Bagehot, the Economist’s columnist on UK affairs, has posted on the magazine’s website a brilliant denunciation of Johann Hari, the Independent columnist who was caught nicking stuff from books and passing them off as his own work in interviews with the famous. It’s not just that it was stealing, but there was a violation of the writer/reader trust – when reading an interview, we trust that the words spoken by the subject were spoken during the interview.
Hari’s first response, on his website back in June, is here. (More links to early coverage here. ) It’s a bit different from his apology in the Independent yesterday.

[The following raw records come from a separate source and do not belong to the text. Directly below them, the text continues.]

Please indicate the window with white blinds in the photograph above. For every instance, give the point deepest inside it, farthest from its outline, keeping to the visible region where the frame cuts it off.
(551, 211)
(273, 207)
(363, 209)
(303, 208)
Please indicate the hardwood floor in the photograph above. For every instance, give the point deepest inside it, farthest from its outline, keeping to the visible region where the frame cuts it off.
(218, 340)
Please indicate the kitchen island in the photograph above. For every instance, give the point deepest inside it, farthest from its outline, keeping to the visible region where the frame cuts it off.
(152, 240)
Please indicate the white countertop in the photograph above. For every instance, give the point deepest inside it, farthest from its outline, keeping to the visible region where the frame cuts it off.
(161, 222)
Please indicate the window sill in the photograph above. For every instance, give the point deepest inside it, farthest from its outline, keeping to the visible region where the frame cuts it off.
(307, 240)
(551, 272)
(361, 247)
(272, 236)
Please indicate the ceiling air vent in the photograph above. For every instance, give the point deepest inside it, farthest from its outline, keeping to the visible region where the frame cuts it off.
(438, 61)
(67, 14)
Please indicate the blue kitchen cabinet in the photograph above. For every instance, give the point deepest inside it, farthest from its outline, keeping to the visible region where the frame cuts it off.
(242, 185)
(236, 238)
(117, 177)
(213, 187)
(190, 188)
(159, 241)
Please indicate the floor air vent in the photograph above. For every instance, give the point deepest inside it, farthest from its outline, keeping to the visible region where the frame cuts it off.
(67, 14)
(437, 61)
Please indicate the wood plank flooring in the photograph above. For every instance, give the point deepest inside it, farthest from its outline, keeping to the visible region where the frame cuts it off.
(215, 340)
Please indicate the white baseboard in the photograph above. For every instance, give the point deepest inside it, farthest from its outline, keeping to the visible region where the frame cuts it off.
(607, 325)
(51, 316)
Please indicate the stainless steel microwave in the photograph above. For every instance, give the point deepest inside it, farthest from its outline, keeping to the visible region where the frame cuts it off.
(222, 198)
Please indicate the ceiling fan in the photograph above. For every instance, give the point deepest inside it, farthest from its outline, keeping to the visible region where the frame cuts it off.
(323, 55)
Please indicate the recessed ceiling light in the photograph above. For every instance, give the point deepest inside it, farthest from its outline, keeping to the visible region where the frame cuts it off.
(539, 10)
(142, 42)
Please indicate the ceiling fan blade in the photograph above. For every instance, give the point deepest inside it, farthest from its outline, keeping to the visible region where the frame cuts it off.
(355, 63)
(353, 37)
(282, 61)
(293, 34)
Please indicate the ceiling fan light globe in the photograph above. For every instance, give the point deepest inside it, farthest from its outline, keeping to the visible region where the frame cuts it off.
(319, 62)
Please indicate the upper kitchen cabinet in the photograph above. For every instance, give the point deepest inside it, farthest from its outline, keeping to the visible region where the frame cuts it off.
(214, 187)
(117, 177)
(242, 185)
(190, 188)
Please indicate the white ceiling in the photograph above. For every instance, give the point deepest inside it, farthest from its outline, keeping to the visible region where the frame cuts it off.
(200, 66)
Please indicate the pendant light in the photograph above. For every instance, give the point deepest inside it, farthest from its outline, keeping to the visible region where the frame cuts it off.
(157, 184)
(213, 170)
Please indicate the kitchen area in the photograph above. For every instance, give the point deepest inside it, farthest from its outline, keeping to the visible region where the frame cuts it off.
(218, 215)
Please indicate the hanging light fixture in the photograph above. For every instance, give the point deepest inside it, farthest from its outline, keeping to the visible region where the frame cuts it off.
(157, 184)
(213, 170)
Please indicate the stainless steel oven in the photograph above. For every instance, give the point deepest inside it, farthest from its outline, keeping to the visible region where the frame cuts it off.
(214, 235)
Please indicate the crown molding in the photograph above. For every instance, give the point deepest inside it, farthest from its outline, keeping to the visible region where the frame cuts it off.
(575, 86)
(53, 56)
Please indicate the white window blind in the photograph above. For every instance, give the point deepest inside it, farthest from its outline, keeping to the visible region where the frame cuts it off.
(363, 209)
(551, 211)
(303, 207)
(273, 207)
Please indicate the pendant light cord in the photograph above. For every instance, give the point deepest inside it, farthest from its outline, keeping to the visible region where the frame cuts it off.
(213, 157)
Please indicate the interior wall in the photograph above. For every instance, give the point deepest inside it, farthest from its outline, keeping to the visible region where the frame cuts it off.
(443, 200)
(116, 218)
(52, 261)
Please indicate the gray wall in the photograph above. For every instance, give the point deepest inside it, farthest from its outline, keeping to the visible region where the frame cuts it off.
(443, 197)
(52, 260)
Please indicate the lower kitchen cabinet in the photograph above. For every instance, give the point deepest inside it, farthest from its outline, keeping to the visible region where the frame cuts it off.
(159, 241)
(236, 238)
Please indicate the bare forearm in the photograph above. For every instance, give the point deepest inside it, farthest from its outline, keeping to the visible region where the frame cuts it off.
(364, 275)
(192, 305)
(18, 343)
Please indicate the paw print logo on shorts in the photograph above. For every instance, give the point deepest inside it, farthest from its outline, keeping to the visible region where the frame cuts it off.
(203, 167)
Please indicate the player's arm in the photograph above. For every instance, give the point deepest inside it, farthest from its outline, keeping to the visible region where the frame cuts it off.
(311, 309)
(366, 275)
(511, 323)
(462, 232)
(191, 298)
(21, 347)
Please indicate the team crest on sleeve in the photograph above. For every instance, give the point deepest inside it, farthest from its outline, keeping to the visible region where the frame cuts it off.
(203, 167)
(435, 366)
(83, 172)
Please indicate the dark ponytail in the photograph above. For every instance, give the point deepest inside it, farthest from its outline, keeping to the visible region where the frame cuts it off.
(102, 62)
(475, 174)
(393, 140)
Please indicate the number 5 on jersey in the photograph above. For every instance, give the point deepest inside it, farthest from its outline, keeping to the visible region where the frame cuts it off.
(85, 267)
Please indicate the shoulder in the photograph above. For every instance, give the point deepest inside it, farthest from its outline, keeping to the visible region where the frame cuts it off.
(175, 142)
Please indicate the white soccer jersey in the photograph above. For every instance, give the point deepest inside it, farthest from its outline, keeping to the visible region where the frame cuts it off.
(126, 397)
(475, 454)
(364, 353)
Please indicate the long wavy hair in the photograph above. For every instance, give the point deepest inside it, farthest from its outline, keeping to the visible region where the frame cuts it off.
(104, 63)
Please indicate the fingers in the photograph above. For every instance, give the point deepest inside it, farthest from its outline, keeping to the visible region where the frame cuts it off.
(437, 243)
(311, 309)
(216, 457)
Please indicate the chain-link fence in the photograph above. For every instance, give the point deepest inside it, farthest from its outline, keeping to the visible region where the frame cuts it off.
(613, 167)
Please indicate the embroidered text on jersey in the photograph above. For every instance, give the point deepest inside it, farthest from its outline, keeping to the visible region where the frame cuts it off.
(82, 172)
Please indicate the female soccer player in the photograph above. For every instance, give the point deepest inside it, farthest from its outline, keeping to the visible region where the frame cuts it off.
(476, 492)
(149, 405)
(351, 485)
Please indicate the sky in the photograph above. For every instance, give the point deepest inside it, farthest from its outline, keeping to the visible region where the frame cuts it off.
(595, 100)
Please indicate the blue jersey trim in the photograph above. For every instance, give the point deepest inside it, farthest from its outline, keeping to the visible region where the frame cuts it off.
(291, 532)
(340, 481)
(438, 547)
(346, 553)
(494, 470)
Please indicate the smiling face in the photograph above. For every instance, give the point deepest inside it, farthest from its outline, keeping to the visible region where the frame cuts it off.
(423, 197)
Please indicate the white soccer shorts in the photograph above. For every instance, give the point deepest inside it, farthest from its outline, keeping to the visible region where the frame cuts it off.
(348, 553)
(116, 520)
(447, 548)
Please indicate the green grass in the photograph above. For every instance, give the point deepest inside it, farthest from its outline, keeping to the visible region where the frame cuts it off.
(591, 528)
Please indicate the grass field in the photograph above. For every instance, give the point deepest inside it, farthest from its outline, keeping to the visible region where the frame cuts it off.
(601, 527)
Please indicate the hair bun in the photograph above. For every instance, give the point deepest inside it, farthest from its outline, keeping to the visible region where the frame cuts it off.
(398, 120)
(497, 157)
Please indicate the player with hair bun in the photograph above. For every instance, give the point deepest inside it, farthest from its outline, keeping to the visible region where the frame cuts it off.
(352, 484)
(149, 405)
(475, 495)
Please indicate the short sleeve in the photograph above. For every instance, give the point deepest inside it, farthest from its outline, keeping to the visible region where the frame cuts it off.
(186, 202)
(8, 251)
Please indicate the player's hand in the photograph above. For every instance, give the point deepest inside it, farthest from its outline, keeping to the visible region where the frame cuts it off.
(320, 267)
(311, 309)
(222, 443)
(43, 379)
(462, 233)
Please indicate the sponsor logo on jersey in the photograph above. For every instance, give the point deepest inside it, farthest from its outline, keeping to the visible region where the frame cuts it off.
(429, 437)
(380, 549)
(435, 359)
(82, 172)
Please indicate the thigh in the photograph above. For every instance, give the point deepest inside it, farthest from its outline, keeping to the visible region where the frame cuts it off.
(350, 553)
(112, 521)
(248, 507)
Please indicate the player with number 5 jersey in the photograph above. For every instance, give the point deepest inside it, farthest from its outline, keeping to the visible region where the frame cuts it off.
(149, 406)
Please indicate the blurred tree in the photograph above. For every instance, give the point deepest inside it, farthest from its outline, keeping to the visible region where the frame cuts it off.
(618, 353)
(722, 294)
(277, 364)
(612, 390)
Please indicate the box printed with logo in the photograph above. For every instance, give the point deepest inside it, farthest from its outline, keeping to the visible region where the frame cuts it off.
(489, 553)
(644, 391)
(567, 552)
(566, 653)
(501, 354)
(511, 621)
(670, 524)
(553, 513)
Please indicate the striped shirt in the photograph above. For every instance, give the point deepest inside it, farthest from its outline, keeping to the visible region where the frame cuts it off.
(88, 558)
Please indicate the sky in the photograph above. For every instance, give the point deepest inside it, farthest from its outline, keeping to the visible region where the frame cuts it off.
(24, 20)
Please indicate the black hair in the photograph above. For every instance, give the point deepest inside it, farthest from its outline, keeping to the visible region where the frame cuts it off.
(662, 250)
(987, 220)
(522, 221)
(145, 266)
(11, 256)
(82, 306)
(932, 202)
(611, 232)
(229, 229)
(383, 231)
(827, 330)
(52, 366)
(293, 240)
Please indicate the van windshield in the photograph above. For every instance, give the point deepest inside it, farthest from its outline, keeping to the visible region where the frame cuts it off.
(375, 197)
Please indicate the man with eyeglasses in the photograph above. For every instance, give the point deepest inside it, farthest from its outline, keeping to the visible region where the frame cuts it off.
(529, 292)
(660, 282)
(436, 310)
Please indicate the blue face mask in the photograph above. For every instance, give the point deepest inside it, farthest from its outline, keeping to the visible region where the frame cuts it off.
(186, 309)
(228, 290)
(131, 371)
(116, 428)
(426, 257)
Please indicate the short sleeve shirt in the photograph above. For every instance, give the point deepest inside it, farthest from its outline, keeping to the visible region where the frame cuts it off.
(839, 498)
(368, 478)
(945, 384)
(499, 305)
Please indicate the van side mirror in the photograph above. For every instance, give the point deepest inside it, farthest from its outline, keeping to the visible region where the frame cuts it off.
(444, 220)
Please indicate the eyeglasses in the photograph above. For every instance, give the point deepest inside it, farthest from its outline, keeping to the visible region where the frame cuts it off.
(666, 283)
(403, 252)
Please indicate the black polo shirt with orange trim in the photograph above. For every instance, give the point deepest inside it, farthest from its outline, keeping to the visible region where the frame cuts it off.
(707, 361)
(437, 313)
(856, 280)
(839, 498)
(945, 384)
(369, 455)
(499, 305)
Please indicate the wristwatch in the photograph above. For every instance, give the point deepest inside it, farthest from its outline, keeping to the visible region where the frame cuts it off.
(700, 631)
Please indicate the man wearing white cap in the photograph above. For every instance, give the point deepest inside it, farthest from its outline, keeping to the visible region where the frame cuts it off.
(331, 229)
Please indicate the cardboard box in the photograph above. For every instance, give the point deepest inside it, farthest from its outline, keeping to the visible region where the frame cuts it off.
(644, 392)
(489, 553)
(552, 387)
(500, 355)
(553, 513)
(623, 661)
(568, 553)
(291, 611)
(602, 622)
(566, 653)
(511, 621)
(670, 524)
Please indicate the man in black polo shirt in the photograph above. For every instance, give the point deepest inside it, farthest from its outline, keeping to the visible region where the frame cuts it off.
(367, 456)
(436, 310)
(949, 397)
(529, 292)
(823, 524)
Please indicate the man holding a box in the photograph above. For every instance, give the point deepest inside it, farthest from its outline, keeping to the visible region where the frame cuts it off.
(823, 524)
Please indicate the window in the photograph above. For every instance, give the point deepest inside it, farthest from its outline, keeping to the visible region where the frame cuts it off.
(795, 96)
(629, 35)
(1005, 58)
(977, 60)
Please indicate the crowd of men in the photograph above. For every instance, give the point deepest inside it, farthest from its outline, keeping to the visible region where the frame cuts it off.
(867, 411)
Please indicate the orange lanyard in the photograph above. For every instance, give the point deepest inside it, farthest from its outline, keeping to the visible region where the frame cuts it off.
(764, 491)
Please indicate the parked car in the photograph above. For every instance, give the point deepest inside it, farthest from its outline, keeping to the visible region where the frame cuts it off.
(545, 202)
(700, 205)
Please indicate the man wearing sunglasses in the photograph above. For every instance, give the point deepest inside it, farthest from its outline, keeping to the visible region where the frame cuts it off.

Bagehot rips that apology to shreds. Hari’s main line of defence is that he didn’t go to journalism school, so didn’t know that what he did was wrong. Bagehot nails that – he didn’t go to journalism school either. Nor did I, but we both know that what Hari did was wrong.
Do read the piece – it is not only a stinging denunciation of one person’s malpractice but also a passionate argument in defence of journalistic standards. Two quotes:
This is what baffles me about those colleagues leaping to Mr Hari’s defence. It is as if they imagine conducting an interview is mostly an act of stenography: you find someone interesting, ask them things, and then write down what they say. It is not stenography. Perhaps 80% of the knack of interviewing involves the ability to get people to open up and say striking things. When a subject is bored, or tired, or hostile your job is to charm or provoke them. It can be hard work. Surprisingly often, it can feel like (non-sexual) flirtation.
That last sentence is, surprisingly often, true. And this:
I once knew a correspondent with the amazing gift of diving into a Chinese crowd and coming out, 30 seconds later, with the perfect quote, despite pretty limited Mandarin. I never had the heart to say: great quote, now tell me how you say that in Chinese.
Sadly, it also reminds me a lot of the feeble response to Witi Ihimaera's plagiarism from Penguin and Auckland University.
ReplyDeleteIn both cases, people have so much invested in the wrong-doers that they cannot accept the bleeding obvious. Ihimaera was every progressive's gay Maori intellectual friend, so they had trouble accepting his guilt. Hari was the the pin-up boy for the left and so a lot of people are in denial.